Wednesday, July 8, 2015
S08 (13 rue de l'Université)
After the end of the Cold War, the EU has actively promoted the development of solid state institutions in the Western Balkans. Public administrations received special attention, as they were deemed vital for the evolution of truly functioning democracies. However, this effort only partially succeeded. The two main explanations in the literature, political competition and EU conditionality, cannot account for this outcome and, specifically, for the cross-country and cross-sectoral variation we observe in patterns behind hiring and firing of top civil servants. In this article I argue that politicization of ministries is a function of party organization. Newly emerged parties that have mobilized power with the state administration are more likely to employ patronage than parties composed of reformed communist elites. I test my theory on the civil service reforms Albania has conducted between 2000-2014. I focus on hiring and firing practices of top civil servants in four ministries by using an original dataset based on expert survey.

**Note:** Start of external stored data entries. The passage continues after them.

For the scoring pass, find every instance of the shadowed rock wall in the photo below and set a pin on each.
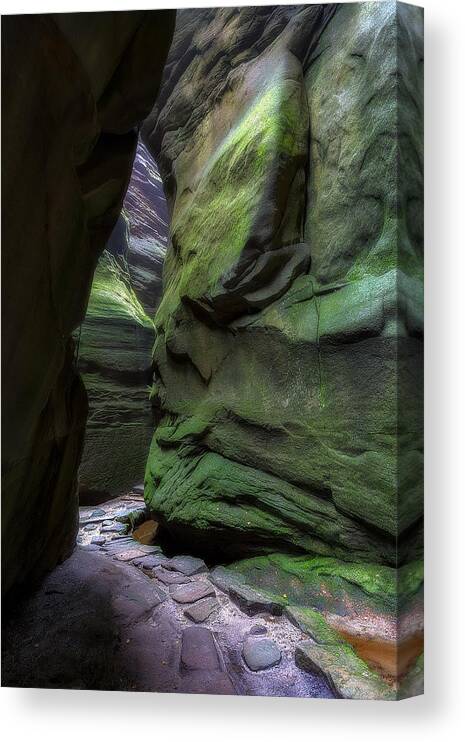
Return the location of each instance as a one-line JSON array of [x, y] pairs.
[[288, 355], [73, 89]]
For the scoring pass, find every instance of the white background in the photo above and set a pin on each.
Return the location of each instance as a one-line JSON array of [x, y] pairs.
[[81, 715]]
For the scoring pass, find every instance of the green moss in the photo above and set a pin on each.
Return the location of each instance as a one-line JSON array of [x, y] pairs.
[[319, 582], [213, 229], [112, 294]]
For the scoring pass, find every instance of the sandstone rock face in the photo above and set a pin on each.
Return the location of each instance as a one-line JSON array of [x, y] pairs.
[[116, 338], [288, 355], [147, 213], [74, 88]]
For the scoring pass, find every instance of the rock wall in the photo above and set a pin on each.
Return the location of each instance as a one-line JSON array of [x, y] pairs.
[[74, 87], [116, 338], [289, 338]]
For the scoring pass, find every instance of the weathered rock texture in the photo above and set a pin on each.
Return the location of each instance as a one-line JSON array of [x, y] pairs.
[[288, 354], [74, 87], [114, 343], [147, 215]]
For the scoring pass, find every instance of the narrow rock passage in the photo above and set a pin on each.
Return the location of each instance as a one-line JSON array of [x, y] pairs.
[[120, 615]]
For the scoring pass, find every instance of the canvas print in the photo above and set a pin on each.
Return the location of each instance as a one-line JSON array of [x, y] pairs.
[[212, 262]]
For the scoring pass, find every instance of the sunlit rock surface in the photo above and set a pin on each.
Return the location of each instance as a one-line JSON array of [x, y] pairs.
[[115, 340], [288, 355]]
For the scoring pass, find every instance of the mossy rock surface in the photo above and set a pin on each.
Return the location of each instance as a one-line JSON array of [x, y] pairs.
[[288, 358]]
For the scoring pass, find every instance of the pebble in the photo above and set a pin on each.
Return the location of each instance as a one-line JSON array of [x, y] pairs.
[[169, 578], [98, 540], [187, 565], [192, 592], [199, 612], [150, 561], [198, 650], [115, 528], [257, 629], [259, 654]]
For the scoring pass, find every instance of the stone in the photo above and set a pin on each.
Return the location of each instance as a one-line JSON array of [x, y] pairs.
[[199, 612], [146, 532], [129, 555], [257, 629], [198, 650], [260, 654], [98, 540], [90, 547], [169, 578], [348, 676], [150, 562], [243, 455], [115, 528], [192, 592], [187, 565], [59, 243], [313, 623]]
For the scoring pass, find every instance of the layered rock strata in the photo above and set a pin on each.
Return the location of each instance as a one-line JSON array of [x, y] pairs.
[[289, 354], [74, 88], [116, 338]]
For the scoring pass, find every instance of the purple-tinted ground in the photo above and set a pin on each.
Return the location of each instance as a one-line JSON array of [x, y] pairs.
[[101, 622]]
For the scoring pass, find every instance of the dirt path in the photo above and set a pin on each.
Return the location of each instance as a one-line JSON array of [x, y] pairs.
[[121, 616]]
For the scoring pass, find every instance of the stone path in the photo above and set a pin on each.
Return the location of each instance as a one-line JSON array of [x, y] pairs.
[[120, 615]]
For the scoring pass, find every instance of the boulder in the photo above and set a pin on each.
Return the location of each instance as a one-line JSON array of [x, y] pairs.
[[260, 654]]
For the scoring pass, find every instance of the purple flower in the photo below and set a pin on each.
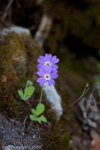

This article shows that newly emerged parties are more likely to politicize public administration and, in particular, in those areas characterized by strong redistributive and regulative effects, such as Ministry of Economy and Health. More technical ministries, like Finance, are less likely to observe these patterns, no matter which party is in government. Against, theoretical expectations EU conditionality does not have stabilizing effects in careers of civil servants in the Ministry of European Integration, despite high levels of funding programmes in the training of top civil service.